Корнилов переменился в лице, растерянно посмотрел сначала на неё, а потом на Марка.

— Только не говорите, что...

— Да ладно, Вов, — Женя сильно затянулась и закашлялась. — У нас нет детей и не было никогда. К сожалению или к счастью, но не было. А вот у Марка был старший брат.

— Илья. Эли. Он умер спустя три месяца после рождения. Синдром внезапной детской смерти. Просто заснул и не проснулся.

— Вы его застали?

— Нет. Я родился в шестьдесят четвёртом году, а он был буревестником космоса, в марте шестьдесят первого на свет появился. Родители не сразу решились на моё рождение, но тем не менее. Да, обо мне беспокоились, меня любили и оберегали, но это никогда не ограничивало мою свободу. Во мне видели личность и понимали, что моё нежелание делать что-либо — не каприз, а взвешенный выбор. Меня ни разу в жизни никто не ломал через колено.

Шейна улыбнулась.

— Тебя попробуй переломить.

— Вот и не нужно пробовать. К примеру, к концу музыкальной школы я понял, что гения из меня не выйдет. Я неплохо играл на фортепиано и немного на скрипке, но из меня никогда не вышло бы гения. Я поступил бы в музыкальное училище, а после — в консерваторию, а толку? Зато юрист из меня вышел неплохой. По крайней мере, стыдиться не приходится. Поэтому в девятом классе я положил перед родителями диплом об окончании музыкалки и сказал, что больше в специализированных заведениях ноги моей не будет.
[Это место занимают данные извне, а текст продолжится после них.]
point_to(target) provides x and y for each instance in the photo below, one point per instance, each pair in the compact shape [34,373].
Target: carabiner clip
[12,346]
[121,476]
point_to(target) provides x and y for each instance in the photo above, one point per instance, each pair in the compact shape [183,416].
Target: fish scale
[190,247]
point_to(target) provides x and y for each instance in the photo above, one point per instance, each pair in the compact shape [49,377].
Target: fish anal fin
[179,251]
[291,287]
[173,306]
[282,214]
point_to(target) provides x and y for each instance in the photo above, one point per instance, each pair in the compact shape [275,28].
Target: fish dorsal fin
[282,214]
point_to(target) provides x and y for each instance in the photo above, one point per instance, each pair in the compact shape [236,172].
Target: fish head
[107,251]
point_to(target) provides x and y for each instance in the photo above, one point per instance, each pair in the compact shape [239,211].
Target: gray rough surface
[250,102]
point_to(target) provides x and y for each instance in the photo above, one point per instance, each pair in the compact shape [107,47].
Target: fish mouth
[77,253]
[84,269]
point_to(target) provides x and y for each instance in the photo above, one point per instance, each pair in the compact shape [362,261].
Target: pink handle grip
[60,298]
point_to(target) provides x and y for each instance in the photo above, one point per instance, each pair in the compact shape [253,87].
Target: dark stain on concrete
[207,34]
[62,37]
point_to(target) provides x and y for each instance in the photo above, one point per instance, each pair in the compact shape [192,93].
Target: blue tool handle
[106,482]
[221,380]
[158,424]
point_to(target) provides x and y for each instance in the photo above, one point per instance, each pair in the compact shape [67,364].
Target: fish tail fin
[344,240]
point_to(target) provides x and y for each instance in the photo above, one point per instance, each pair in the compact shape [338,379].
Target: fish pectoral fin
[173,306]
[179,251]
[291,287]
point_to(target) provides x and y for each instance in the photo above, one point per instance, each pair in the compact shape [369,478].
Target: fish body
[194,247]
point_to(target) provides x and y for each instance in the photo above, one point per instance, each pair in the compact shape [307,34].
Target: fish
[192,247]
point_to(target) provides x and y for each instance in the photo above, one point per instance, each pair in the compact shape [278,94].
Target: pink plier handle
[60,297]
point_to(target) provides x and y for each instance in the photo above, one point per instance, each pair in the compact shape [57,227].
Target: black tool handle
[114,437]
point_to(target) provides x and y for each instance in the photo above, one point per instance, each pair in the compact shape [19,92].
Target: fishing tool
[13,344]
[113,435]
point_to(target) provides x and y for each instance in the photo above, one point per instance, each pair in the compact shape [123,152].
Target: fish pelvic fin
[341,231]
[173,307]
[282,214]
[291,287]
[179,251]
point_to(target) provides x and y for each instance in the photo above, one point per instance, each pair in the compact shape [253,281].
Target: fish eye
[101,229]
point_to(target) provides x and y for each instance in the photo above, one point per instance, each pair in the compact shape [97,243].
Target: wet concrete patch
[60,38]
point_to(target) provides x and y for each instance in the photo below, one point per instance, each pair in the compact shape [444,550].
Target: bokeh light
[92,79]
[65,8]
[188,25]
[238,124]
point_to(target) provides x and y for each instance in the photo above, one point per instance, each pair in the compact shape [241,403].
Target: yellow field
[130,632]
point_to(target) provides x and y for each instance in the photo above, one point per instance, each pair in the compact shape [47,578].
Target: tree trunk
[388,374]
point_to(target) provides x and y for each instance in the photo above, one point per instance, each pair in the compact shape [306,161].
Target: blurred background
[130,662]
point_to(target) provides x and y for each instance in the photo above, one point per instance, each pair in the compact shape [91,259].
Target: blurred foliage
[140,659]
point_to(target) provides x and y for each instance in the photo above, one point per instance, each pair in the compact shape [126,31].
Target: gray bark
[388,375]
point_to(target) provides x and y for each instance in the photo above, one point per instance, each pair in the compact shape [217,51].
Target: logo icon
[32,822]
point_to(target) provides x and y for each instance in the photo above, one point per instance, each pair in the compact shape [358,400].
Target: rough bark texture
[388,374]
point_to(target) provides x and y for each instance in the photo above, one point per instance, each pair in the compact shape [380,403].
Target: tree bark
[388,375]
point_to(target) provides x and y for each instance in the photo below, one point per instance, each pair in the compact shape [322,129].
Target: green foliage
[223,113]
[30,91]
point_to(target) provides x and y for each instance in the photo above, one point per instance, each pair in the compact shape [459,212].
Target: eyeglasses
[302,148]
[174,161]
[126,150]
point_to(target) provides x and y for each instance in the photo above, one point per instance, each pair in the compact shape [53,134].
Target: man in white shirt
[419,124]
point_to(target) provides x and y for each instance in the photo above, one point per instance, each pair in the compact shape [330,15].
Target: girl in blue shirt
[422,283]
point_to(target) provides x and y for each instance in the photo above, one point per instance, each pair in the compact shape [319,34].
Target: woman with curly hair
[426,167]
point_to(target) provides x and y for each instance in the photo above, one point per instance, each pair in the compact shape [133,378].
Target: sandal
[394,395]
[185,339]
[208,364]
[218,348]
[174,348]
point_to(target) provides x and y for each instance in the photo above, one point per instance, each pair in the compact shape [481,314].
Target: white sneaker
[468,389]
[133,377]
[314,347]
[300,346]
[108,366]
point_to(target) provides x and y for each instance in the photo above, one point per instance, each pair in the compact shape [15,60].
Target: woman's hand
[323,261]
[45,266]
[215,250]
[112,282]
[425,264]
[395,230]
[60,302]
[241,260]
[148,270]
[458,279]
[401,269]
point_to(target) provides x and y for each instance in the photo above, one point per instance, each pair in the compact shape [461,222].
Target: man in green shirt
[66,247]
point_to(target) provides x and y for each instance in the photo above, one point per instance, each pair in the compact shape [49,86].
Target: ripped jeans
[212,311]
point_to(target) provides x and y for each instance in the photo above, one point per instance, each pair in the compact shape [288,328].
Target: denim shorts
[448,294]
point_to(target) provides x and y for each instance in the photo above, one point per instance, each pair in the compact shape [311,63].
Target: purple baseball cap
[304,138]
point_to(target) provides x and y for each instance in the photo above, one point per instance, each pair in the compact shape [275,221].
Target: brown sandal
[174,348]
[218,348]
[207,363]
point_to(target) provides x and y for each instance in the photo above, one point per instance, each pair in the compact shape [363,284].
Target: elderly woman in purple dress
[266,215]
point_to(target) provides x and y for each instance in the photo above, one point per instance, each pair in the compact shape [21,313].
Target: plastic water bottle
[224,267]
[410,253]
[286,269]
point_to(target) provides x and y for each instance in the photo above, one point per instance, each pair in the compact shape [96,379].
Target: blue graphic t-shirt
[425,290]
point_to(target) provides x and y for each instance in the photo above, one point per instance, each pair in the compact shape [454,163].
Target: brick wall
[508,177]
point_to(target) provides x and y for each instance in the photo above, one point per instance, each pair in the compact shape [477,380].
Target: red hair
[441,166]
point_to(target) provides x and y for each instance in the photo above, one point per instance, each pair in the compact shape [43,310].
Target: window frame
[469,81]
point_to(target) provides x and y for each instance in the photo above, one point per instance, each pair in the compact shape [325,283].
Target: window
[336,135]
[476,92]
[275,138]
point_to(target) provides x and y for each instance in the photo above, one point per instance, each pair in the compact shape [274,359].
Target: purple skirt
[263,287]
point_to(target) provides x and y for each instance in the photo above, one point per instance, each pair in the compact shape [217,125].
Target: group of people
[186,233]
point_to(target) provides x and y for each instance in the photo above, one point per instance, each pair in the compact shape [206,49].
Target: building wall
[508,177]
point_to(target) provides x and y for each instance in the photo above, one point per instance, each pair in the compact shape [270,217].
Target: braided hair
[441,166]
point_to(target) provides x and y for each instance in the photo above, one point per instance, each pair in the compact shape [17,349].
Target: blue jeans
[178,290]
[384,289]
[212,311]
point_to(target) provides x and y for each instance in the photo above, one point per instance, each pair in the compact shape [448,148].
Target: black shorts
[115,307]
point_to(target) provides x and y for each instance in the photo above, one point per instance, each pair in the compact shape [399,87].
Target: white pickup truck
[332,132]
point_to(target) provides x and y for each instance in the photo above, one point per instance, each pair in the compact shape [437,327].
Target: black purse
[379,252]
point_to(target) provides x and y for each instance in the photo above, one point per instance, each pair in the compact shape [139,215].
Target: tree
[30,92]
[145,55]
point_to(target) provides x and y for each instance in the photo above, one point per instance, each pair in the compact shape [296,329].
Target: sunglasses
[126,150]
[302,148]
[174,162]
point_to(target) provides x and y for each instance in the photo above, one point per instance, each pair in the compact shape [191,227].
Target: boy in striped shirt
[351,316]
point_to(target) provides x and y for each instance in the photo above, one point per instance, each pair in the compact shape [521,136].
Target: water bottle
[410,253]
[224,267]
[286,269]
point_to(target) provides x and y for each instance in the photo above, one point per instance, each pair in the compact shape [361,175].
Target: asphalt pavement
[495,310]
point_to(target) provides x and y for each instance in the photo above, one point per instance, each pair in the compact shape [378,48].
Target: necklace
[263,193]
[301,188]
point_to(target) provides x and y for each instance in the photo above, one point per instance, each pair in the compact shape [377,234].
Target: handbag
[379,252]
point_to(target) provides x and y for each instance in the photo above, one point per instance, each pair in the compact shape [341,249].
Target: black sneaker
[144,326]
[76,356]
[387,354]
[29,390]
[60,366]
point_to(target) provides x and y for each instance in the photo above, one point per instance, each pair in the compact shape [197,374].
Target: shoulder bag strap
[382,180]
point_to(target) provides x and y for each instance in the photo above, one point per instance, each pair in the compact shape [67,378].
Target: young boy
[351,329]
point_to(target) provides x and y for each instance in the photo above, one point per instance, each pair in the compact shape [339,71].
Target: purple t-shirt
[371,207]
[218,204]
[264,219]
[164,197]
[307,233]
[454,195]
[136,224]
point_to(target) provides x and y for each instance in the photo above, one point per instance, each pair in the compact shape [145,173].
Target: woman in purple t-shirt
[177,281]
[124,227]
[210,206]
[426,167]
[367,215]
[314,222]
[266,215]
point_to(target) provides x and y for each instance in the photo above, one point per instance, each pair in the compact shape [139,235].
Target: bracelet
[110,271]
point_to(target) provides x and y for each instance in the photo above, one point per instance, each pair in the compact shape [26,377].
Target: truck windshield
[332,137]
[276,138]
— И что, к этому отнеслись спокойно?

— Более чем. Просто мои родители были умными людьми. Поженились потому, что, во-первых, любили друг друга, и, во-вторых, были друг в друге уверены. Произвели на свет моего брата и меня, будучи полностью уверенными в том, что смогут прокормить нас и дать нам приличное образование, не оставаясь при этом голодными и холодными. Разговаривали со мной, слушали и слышали меня. Женю, правда, они не застали, но были о ней наслышаны, и их не смущало, что я намного старше. При этом я из совершенно обычной семьи. Мама была фармацевтом, отец — химиком-технологом на заводе. Они так же, как и другие, стояли в очередях, ездили отдыхать по путёвкам и питались отнюдь не красной икрой.

— А это здесь при чём?

— А это при том, Володечка, что фактически моя семья ничем не отличалась от семьи вашего Маслова. Думаете, моя мама не переживала смерть первенца? Ещё как переживала. Более того, она помнила об Эли каждый день, а ещё два раза в год, в день рождения и в день смерти, отец читал по нему Кадиш [2]. Но это не мешало ей быть красивой и остроумной женщиной, умевшей держать себя в руках и вести себя сообразно месту и моменту. И уж тем более — это не заставило её отравлять жизнь мне и отцу. Зинаида, видимо, была другой. Мы же её не знаем.

— Ну да. Те моменты, когда мы с ней виделись, не в счёт, судя по всему. Но впечатление она производила весьма неприятное.

— А как иначе? — вклинилась Шейна. — Твою маму, Марк, поддерживал твой отец. Потом ты родился, она переключила внимание на тебя. А Павла Викторовича рядом не было по объективным причинам. Может быть, если бы он не убил того мальчика, всё произошло бы по-другому.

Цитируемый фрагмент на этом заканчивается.